In context of stating that you, "have observational experience with Med/Surg, Oncology, ED", or whatever, yes, you may note when & where. If this was done for school (I'm assuming so), then you would have been required to sign a non-disclosure statement of some sort, which is your authorization to observe.
Obviously, stating that you observed Special Agent Jak Smith, with the Secret Service, being treated for herp, gonorrhea, syphillis and crabs, after recent indiscretions, is not appropriate.
If you have a friend/mentor that said, "follow me & keep your mouth shut...", in the future, don't take people up such offers, and don't discuss it anymore!
- 0May 10, '12 by celticsgirl17Thank you. I am an undergrad now applying for direct-entry, and talked to another student who was just accepted. She said that she reflected her experience that way in her personal statement, as opposed to on her resume which is what I was inquiring about. I just wanted to be cautious, because I don't want to essentially violate HIPAA in my application - not a good start!
- 0Jun 1, '12 by Ashley, PICU RNHIPAA violations involve the disclosure of protected health information (PIH) related to patients who are seeking medical care at a facility. You are subject to HIPAA requirements if you work at a covered facility.
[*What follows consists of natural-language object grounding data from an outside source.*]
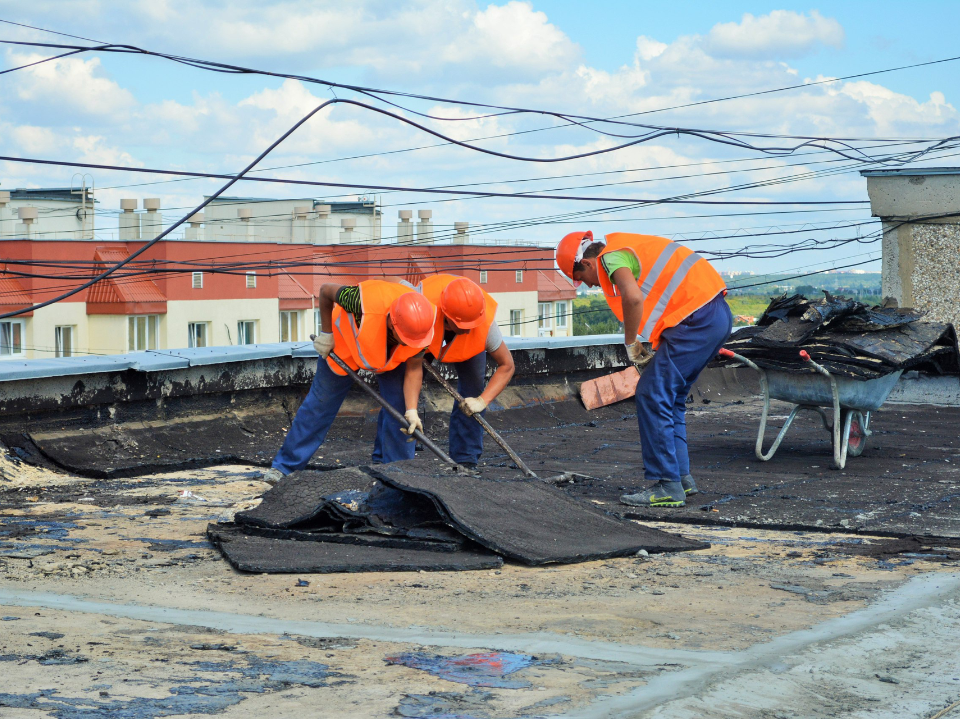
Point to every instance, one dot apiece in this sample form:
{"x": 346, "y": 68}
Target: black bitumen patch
{"x": 527, "y": 520}
{"x": 259, "y": 554}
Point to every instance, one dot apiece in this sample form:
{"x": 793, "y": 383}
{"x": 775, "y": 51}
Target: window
{"x": 544, "y": 318}
{"x": 246, "y": 332}
{"x": 516, "y": 322}
{"x": 561, "y": 315}
{"x": 289, "y": 326}
{"x": 143, "y": 332}
{"x": 198, "y": 334}
{"x": 11, "y": 338}
{"x": 63, "y": 340}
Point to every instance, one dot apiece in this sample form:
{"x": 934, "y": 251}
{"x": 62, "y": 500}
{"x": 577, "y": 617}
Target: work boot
{"x": 272, "y": 476}
{"x": 664, "y": 494}
{"x": 689, "y": 485}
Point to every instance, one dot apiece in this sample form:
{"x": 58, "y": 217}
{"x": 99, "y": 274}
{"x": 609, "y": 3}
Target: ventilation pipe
{"x": 346, "y": 234}
{"x": 5, "y": 230}
{"x": 26, "y": 228}
{"x": 194, "y": 231}
{"x": 405, "y": 228}
{"x": 324, "y": 234}
{"x": 425, "y": 227}
{"x": 246, "y": 227}
{"x": 151, "y": 223}
{"x": 129, "y": 220}
{"x": 300, "y": 232}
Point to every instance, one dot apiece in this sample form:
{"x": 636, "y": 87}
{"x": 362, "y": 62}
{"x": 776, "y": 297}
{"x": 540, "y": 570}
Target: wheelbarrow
{"x": 852, "y": 401}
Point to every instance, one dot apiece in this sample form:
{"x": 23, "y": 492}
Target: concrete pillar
{"x": 6, "y": 226}
{"x": 129, "y": 220}
{"x": 405, "y": 228}
{"x": 300, "y": 231}
{"x": 461, "y": 236}
{"x": 425, "y": 227}
{"x": 194, "y": 231}
{"x": 324, "y": 232}
{"x": 347, "y": 236}
{"x": 26, "y": 229}
{"x": 151, "y": 224}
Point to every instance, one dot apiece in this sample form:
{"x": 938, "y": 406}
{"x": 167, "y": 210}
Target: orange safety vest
{"x": 674, "y": 280}
{"x": 469, "y": 344}
{"x": 365, "y": 347}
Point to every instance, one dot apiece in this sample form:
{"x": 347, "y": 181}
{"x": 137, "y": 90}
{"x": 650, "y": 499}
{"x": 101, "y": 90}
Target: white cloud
{"x": 72, "y": 83}
{"x": 513, "y": 36}
{"x": 782, "y": 33}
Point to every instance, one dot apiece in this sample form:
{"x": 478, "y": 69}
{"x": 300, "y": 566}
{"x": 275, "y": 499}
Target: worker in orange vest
{"x": 378, "y": 326}
{"x": 464, "y": 333}
{"x": 671, "y": 298}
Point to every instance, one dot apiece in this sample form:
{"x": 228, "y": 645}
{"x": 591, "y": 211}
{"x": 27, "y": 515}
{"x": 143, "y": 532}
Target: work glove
{"x": 415, "y": 423}
{"x": 639, "y": 353}
{"x": 323, "y": 343}
{"x": 473, "y": 406}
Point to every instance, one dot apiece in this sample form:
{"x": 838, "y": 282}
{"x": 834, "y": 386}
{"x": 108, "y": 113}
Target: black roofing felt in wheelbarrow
{"x": 847, "y": 338}
{"x": 418, "y": 510}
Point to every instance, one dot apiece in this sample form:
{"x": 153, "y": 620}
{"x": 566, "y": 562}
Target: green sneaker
{"x": 689, "y": 485}
{"x": 663, "y": 494}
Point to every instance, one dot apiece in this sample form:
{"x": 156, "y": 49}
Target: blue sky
{"x": 618, "y": 58}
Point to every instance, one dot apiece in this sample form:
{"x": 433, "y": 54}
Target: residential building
{"x": 219, "y": 287}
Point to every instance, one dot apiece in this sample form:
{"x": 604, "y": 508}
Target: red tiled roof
{"x": 551, "y": 285}
{"x": 12, "y": 292}
{"x": 123, "y": 293}
{"x": 13, "y": 296}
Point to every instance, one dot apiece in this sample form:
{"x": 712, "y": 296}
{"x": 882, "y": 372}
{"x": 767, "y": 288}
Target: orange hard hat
{"x": 413, "y": 317}
{"x": 462, "y": 301}
{"x": 570, "y": 251}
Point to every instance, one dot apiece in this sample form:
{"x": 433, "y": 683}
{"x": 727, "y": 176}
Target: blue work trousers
{"x": 319, "y": 409}
{"x": 466, "y": 434}
{"x": 683, "y": 353}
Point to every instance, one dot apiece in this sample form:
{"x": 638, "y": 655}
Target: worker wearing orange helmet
{"x": 672, "y": 299}
{"x": 378, "y": 326}
{"x": 465, "y": 332}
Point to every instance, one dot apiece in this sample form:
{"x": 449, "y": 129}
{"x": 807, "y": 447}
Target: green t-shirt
{"x": 617, "y": 259}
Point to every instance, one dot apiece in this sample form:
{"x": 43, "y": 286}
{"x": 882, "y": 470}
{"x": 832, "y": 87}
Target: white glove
{"x": 638, "y": 353}
{"x": 323, "y": 343}
{"x": 415, "y": 424}
{"x": 473, "y": 406}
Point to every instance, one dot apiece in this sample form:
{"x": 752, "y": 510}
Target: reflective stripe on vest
{"x": 678, "y": 277}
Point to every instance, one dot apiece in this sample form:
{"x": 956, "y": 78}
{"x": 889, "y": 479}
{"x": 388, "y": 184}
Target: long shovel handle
{"x": 480, "y": 419}
{"x": 427, "y": 442}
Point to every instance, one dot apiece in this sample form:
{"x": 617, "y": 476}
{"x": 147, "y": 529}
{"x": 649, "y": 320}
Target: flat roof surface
{"x": 911, "y": 171}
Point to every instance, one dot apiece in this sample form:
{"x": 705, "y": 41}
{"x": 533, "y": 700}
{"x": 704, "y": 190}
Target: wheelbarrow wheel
{"x": 858, "y": 436}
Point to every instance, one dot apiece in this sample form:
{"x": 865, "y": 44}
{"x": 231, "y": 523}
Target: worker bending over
{"x": 464, "y": 334}
{"x": 377, "y": 326}
{"x": 669, "y": 296}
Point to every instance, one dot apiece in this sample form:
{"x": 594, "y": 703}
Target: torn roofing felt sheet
{"x": 528, "y": 521}
{"x": 251, "y": 553}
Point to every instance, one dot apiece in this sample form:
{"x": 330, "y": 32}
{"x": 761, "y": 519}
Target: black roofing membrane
{"x": 528, "y": 521}
{"x": 419, "y": 515}
{"x": 250, "y": 553}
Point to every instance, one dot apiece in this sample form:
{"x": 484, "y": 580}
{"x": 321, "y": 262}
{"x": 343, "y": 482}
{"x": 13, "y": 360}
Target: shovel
{"x": 562, "y": 477}
{"x": 427, "y": 442}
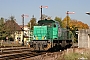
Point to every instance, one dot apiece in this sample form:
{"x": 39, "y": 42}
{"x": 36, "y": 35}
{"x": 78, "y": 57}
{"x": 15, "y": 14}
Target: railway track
{"x": 17, "y": 53}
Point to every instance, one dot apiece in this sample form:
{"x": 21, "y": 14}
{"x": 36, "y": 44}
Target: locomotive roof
{"x": 46, "y": 21}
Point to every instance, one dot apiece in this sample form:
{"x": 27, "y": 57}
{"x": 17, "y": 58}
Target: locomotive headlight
{"x": 34, "y": 37}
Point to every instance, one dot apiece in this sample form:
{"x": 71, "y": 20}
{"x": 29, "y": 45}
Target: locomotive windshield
{"x": 45, "y": 22}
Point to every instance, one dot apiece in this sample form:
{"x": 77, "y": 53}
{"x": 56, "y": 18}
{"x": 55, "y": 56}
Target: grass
{"x": 8, "y": 44}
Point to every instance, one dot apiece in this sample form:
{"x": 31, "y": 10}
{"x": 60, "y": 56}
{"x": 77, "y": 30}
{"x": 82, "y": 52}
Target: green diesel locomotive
{"x": 49, "y": 35}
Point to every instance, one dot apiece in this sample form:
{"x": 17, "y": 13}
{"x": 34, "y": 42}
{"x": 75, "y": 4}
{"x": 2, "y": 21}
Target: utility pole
{"x": 68, "y": 22}
{"x": 41, "y": 9}
{"x": 23, "y": 29}
{"x": 41, "y": 12}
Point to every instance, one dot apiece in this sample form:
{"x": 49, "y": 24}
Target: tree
{"x": 46, "y": 17}
{"x": 65, "y": 20}
{"x": 10, "y": 27}
{"x": 59, "y": 20}
{"x": 32, "y": 22}
{"x": 2, "y": 30}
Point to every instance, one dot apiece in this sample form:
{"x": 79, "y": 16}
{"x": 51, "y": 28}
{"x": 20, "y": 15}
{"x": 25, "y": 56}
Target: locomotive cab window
{"x": 54, "y": 25}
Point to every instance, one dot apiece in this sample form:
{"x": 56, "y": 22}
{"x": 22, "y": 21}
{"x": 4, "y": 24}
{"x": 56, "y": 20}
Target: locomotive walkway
{"x": 17, "y": 53}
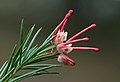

Here's a link to the HIPAA website and FAQ's. I really suggest reading about it, since there seems to be some big misconceptions here about what HIPAA actually is. Understanding Health Information Privacy
In order for you to violate HIPAA, you have to share a patient/client's protected health information (such as name, address, SSN, photograph, medical record number, DOB, etc.) with a party not involved in her care. So telling your friend that Brad Pitt is a patient in X hospital would be a HIPAA violation. Telling Brad Pitt's doctor that he has been admitted is not.
If you put on your resume:
RN Shadowing Experiences:
Med-Surg unit: XYZ Hospital, 48 hours
OR: ABC Hospital, 36 hours
Pediatrics: XYZ Hospital, 60 hours
Have you shared any protected health information about patients? No. Is it a HIPAA violation? Of course not. It's no different then listing the places you have worked or done your clinical rotations.
- 0Jun 6, '12 by GrnTea, BSN, MSN, RNyou can go so far as to say, "xyz hospital, april-may 2012, care of mothers and newborns; abc hospital, dec 2011-jan 2012, critical care, care of patients post open heart, tracheostomy, and multiple trauma." you have not given any information that could be traced back to an individual. there is no hipaa violation here.
and a leetle gold star for you for spelling "hipaa" correctly!